Kai sorriu. "Que fofo! Está com medo de eu te dar o bolo? Não se preocupa — se eu não aparecer, é porque morri. Aí você não vai precisar nem me aguentar mais, de qualquer jeito."

Asuka bufou, cruzando os braços. "Tch, até parece. Você é teimoso demais pra morrer tão fácil."

Ela se encostou levemente na entrada do prédio, observando-o. "E nem fique se achando. Não estou preocupada — só não quero que meu sábado seja desperdiçado porque algum idiota planejou um encontro horrível ou amarelou."

A expressão dela suavizou, apenas um pouco. "Mas, sabe... é melhor você estar lá." Ela deu mais um peteleco na testa dele com o dedo antes de se virar para a porta. "E não fica pensando demais nisso, certo? Só... vamos curtir."

Ela parou, olhando pra ele como se quisesse dizer algo mais, mas balançou a cabeça e se virou para a entrada. "Certo, cai fora. Você tem expectativas altas pra cumprir, Kai."

Eles ficaram ali, na porta dela, por um segundo. Em silêncio. Então, sem aviso, ela deu um leve soco no ombro dele. "Você é tão irritante." Se algo, ela parecia... envergonhada.

Finalmente, ela suspirou, balançando a cabeça. "Tanto faz. Só... não se atrasa amanhã, beleza?" Ela hesitou por meio segundo antes de acrescentar: "Tô... ansiosa por isso."

Kai suspirou dramaticamente. "Ah, tá mesmo?!"

Ela deu um peteleco na testa dele antes de se virar para a porta. "Tsc. Vai pra casa logo, idiota."

Kai sorriu de canto. "Tchau, Asuka."

Ela parou na porta, levantou a mão em um meio aceno e desapareceu lá dentro.


Kai caminhou para casa sob o céu silencioso da noite. Seus pensamentos voltaram para tudo o que Asuka havia lhe contado sobre o passado.
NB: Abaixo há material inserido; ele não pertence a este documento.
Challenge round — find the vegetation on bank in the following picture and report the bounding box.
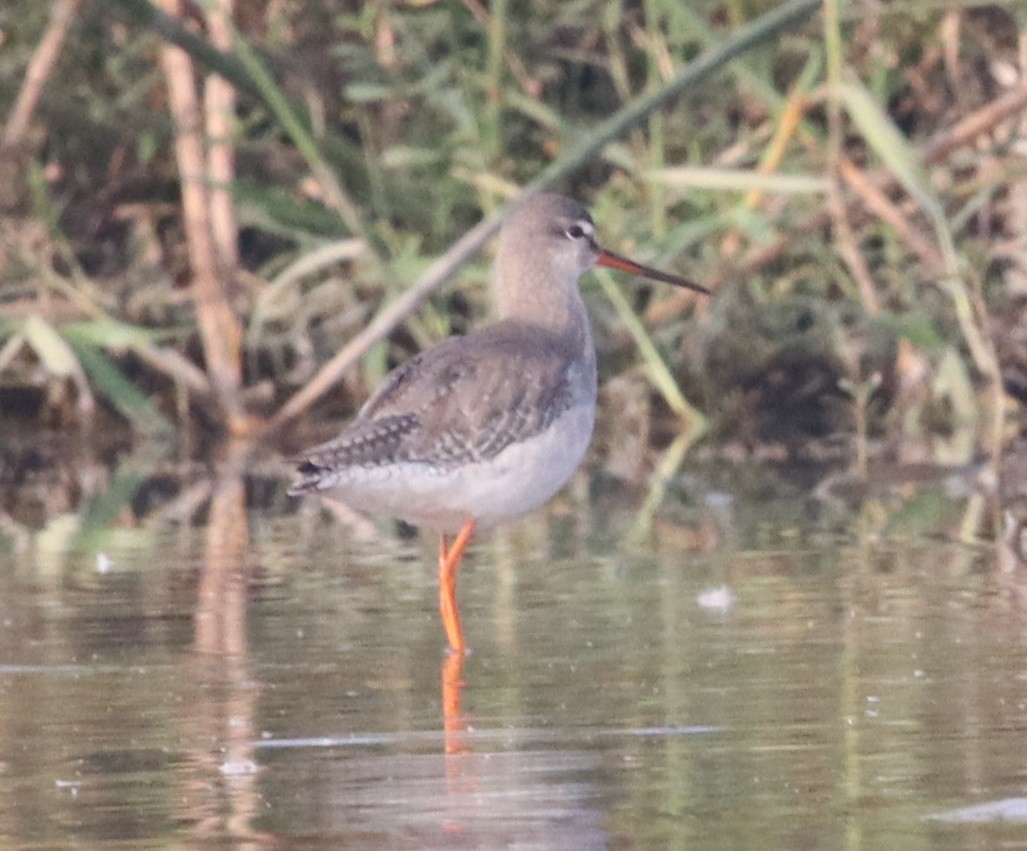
[0,0,1027,472]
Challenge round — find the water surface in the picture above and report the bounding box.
[0,461,1027,849]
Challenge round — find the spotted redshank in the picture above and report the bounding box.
[290,194,709,655]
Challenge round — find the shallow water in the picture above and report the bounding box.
[0,461,1027,849]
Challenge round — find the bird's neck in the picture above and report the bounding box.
[496,262,592,349]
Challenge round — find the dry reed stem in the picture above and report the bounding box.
[838,157,945,275]
[160,0,248,433]
[203,0,239,273]
[3,0,82,148]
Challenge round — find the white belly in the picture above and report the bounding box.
[321,403,596,535]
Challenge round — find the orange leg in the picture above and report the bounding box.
[439,517,474,655]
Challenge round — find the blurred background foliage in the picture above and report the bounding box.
[0,0,1027,474]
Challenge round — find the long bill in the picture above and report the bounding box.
[596,245,711,296]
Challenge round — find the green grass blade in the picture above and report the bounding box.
[71,342,175,434]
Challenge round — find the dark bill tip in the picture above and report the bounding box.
[596,248,711,296]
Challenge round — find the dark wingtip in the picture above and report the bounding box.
[286,458,325,497]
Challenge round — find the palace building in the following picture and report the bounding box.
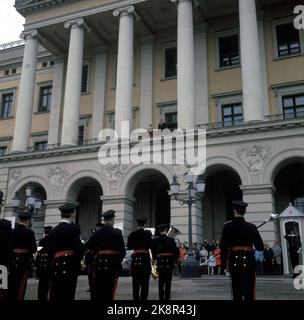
[0,0,304,258]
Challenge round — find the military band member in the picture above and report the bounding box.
[128,218,153,301]
[9,211,37,301]
[36,226,53,301]
[152,224,179,301]
[45,203,83,302]
[221,201,264,300]
[0,191,12,301]
[89,210,126,301]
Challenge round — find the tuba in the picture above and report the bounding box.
[149,249,158,280]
A mãe dela... aquilo foi mesmo terrível. Ela deve ter se sentido tão sozinha. E ele conhecia bem essa sensação.

Quando chegou em casa, estava exausto. Tomou um banho rápido, comeu alguma coisa e se jogou na cama. Mas a mente ainda estava a mil.

Ele tinha colocado expectativas tão altas nesse encontro... e agora, a dúvida começava a se infiltrar. Será que ela ia gostar mesmo do que ele planejou? Seria o bastante?

Mas então ele sorriu, pensando nas reações dela. Nas provocações. Nos sorrisos de canto. No calor por baixo de toda aquela intensidade. O que quer que acontecesse amanhã, ia ser divertido — porque seria com ela.

Ele pegou o celular e mandou uma última mensagem antes de fechar os olhos.

"😘"

Um segundo depois, o celular vibrou suavemente.

Asuka: "Esquisitão. 😏 Te vejo amanhã."

Kai sorriu, trancando a tela. Amanhã ia ser incrível.